まず「3,000万円の特別控除」とは、居住用財産を売却した際に譲渡所得から最大3,000万円を差し引ける制度です。売却益が大きく出る場合には、所得税や住民税を大幅に節税できる強力な味方となります。一方で「住宅ローン控除」は、新しく購入した住宅のローン残高に応じて、所得税や住民税から直接控除を受けられる仕組みです。こちらは10年から最長13年にわたって安定した節税効果が期待できます。
判断の分かれ道となるのは、「売却益がいくら出ているか」と「購入する住宅のローン残高」のバランスです。例えば、売却益が非常に大きい場合は3,000万円控除を優先すべきですが、売却益が少ない、あるいは売却損が出ている場合は、住宅ローン控除を選択した方がトータルの手取り額が多くなるケースが多々あります。

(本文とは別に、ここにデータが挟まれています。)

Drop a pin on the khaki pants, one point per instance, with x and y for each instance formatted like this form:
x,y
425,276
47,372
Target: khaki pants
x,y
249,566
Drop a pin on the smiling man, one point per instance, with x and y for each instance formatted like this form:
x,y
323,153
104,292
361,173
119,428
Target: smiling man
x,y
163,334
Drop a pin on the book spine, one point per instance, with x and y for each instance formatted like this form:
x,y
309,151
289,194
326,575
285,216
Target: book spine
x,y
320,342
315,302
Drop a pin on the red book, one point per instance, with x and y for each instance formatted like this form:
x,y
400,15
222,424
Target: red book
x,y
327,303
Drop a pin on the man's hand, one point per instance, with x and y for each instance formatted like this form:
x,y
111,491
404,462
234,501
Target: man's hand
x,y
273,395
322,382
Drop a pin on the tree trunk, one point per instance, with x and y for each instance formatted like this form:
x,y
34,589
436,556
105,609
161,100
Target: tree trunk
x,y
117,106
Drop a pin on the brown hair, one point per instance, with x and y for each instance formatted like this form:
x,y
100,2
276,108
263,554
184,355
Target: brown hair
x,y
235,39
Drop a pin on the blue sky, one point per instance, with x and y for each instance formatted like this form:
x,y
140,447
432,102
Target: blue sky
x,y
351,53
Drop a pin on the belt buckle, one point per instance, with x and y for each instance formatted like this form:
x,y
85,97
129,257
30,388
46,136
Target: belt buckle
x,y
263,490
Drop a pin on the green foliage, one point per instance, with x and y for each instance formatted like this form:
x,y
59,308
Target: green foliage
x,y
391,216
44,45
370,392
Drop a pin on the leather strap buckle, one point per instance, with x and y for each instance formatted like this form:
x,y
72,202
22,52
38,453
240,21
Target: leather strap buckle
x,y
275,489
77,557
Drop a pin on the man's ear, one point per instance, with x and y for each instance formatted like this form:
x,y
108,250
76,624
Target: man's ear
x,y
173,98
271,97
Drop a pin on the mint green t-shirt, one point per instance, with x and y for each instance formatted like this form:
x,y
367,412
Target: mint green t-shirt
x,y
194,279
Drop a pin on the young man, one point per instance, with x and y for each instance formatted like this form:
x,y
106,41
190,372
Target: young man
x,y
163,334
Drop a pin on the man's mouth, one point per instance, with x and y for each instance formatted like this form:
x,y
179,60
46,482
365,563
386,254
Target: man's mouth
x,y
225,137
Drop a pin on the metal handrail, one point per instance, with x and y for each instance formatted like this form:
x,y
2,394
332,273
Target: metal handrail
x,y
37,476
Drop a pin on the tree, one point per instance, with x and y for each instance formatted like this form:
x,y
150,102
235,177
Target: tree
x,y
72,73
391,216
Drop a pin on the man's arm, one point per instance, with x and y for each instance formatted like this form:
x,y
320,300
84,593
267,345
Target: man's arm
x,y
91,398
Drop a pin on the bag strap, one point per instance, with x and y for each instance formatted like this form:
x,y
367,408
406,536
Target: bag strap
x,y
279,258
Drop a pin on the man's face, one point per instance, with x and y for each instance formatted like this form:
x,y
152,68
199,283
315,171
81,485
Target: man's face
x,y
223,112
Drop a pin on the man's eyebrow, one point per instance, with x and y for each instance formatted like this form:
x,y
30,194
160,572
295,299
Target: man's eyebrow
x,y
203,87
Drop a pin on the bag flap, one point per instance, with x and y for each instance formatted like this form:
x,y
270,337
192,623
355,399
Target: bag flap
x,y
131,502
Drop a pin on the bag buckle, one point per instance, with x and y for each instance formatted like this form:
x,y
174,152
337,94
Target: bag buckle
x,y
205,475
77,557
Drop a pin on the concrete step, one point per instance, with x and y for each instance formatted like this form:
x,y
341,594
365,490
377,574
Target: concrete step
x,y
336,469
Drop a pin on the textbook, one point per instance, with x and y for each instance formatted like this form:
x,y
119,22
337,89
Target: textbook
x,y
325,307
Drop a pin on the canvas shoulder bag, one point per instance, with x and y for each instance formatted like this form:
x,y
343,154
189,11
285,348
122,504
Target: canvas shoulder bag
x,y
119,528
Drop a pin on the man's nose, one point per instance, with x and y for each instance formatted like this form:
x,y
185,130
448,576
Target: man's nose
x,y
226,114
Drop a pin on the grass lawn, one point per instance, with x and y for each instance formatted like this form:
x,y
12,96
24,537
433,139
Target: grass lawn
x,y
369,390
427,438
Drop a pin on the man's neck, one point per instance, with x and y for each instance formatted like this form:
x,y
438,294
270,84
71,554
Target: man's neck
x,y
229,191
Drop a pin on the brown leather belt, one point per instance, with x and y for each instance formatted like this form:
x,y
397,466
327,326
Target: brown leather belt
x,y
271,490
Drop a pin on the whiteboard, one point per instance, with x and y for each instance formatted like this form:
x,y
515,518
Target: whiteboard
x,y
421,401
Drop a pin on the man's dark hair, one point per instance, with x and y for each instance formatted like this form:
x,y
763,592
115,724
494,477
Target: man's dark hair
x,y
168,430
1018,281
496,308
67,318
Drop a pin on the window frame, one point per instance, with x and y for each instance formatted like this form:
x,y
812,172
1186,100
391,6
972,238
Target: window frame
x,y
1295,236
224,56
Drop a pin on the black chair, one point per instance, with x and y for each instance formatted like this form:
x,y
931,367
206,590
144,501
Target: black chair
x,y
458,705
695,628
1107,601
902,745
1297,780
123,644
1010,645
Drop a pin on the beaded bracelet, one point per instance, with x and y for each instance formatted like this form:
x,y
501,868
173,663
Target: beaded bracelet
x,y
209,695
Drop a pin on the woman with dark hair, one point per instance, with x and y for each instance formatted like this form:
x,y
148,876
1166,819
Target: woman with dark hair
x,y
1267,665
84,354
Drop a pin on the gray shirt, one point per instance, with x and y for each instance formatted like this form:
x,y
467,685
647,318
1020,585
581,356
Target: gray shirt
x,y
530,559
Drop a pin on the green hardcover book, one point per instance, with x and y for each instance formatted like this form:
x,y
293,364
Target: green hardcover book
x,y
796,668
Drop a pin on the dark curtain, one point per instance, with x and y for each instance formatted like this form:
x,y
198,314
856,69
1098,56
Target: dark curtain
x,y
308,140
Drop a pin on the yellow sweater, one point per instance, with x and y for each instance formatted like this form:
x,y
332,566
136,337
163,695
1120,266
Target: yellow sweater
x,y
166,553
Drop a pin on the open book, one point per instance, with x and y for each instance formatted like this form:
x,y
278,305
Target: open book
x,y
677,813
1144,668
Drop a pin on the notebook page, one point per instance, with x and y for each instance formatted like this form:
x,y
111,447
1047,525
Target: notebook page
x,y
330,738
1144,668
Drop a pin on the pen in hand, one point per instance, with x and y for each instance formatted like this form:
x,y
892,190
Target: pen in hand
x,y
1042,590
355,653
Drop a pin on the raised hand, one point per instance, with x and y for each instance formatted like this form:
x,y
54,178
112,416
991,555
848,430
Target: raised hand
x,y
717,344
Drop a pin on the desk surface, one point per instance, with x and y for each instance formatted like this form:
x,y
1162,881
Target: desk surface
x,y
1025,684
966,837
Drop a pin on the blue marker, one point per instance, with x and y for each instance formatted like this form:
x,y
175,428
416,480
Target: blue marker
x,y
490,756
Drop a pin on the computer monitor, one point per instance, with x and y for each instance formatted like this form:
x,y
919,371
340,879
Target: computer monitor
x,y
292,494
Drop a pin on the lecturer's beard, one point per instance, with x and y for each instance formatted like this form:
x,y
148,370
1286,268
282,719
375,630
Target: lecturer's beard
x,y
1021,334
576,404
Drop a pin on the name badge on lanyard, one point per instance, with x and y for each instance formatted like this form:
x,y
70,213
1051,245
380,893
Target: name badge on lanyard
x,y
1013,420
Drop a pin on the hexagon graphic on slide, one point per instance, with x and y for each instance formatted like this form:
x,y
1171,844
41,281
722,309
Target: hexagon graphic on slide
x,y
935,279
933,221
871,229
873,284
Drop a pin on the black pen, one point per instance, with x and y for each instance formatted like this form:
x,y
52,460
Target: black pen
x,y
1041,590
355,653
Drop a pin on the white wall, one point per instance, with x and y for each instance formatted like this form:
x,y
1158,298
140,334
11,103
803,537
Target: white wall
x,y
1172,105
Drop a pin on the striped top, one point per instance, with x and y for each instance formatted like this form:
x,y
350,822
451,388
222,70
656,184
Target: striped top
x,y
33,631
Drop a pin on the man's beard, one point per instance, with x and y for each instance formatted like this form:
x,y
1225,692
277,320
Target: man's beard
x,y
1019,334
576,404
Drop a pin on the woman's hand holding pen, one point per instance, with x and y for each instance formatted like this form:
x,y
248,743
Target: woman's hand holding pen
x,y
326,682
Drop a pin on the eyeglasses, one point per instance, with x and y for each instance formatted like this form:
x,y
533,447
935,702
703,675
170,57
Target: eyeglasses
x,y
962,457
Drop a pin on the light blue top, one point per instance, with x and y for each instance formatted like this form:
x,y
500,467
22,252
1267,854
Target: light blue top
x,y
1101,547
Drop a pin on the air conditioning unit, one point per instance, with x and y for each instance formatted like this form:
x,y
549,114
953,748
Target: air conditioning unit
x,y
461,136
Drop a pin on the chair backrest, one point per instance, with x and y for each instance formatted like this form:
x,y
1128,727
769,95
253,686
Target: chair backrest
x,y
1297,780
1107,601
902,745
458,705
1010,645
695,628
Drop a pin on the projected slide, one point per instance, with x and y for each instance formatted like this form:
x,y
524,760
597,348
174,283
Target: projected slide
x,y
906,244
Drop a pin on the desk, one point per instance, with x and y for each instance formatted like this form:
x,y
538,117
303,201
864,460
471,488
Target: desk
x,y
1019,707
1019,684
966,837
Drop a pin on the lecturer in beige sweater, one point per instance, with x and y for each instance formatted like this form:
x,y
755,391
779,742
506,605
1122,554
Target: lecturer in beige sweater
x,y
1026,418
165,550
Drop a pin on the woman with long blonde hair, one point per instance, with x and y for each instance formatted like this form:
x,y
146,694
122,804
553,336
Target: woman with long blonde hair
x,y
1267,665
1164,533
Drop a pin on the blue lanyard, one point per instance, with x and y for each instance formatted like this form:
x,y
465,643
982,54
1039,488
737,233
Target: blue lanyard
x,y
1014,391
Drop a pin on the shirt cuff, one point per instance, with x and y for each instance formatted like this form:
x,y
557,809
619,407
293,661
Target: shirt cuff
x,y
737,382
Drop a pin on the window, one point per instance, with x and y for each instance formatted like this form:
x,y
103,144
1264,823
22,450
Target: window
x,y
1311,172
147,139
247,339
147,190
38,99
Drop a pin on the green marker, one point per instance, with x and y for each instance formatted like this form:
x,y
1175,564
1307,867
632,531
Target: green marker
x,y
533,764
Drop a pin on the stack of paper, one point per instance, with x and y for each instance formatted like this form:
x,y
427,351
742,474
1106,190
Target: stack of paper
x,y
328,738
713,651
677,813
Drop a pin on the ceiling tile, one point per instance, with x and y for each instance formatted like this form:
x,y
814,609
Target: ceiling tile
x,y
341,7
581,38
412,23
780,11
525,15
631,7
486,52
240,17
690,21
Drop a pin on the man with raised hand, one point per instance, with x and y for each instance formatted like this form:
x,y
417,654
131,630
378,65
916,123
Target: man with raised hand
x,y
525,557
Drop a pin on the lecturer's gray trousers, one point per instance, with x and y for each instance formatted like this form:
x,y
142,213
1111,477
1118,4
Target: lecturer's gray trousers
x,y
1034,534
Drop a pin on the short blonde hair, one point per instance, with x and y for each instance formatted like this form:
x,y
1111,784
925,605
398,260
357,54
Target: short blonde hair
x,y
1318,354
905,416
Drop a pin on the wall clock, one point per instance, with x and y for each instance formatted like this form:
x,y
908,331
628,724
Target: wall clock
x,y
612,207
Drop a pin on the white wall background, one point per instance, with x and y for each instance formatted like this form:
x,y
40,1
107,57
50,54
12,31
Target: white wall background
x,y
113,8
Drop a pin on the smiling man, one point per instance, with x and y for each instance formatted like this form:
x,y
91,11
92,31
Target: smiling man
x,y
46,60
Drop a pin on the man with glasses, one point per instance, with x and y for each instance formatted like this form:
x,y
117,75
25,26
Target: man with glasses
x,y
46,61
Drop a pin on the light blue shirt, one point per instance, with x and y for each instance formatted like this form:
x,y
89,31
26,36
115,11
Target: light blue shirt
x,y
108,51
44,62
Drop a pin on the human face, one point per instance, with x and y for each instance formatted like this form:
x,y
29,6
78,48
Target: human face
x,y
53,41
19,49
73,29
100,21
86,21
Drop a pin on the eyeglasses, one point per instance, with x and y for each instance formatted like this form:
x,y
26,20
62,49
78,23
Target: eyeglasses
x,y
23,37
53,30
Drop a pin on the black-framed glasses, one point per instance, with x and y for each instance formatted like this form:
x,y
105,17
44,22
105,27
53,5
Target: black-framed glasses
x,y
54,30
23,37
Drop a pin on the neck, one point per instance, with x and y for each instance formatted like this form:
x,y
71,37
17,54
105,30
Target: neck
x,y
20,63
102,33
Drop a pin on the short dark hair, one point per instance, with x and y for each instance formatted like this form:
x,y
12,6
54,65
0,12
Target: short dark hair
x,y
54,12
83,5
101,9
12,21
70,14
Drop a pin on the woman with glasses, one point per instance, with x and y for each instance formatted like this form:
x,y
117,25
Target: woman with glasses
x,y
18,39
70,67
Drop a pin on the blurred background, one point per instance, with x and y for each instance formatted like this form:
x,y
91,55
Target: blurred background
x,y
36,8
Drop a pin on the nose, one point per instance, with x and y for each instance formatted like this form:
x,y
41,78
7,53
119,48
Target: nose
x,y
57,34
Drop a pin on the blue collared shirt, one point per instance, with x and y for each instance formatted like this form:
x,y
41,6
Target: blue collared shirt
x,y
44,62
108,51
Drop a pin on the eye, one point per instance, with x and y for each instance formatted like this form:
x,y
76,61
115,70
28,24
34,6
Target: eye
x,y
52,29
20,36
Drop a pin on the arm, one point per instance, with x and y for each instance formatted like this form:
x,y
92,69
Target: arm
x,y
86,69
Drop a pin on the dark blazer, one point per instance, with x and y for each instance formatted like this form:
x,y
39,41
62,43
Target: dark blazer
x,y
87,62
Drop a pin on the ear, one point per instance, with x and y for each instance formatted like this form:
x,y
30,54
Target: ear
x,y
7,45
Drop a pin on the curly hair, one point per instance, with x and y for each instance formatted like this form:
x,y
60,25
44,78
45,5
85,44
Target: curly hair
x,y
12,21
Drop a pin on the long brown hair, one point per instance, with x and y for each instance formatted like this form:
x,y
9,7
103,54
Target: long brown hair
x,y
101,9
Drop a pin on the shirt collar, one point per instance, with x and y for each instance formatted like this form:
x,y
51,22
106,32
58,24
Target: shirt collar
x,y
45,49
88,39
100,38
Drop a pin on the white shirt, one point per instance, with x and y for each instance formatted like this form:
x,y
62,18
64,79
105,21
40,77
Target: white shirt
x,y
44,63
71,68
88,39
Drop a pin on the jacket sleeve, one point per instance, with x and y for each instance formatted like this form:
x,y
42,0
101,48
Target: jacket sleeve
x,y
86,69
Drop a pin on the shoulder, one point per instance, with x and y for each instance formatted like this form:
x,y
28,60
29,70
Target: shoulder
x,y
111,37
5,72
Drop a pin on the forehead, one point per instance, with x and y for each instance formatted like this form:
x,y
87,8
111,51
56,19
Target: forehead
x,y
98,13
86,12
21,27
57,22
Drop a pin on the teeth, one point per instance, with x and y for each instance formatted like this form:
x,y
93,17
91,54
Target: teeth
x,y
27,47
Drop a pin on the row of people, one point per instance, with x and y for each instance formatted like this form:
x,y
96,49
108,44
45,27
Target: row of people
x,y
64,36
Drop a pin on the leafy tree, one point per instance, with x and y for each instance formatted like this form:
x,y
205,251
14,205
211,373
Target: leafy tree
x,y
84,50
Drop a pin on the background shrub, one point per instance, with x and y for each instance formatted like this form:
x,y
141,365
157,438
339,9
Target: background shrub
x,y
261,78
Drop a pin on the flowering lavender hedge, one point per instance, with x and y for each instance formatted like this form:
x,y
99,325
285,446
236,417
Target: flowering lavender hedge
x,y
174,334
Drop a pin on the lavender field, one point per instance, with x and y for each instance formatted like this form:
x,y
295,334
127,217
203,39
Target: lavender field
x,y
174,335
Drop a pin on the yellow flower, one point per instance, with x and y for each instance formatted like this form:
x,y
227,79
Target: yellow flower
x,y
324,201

また、今回の買換えが「特例の適用要件」を満たしているかも確認が必要です。過去3年間に他の特例を受けていないかなど、細かい条件によって選択肢が変わります。税金は個々の状況によって計算結果が大きく変動するため、どちらが得か迷った際は、売却金額やローン計画の詳細を整理した上で、税務署または税理士にご相談するのが良いでしょう。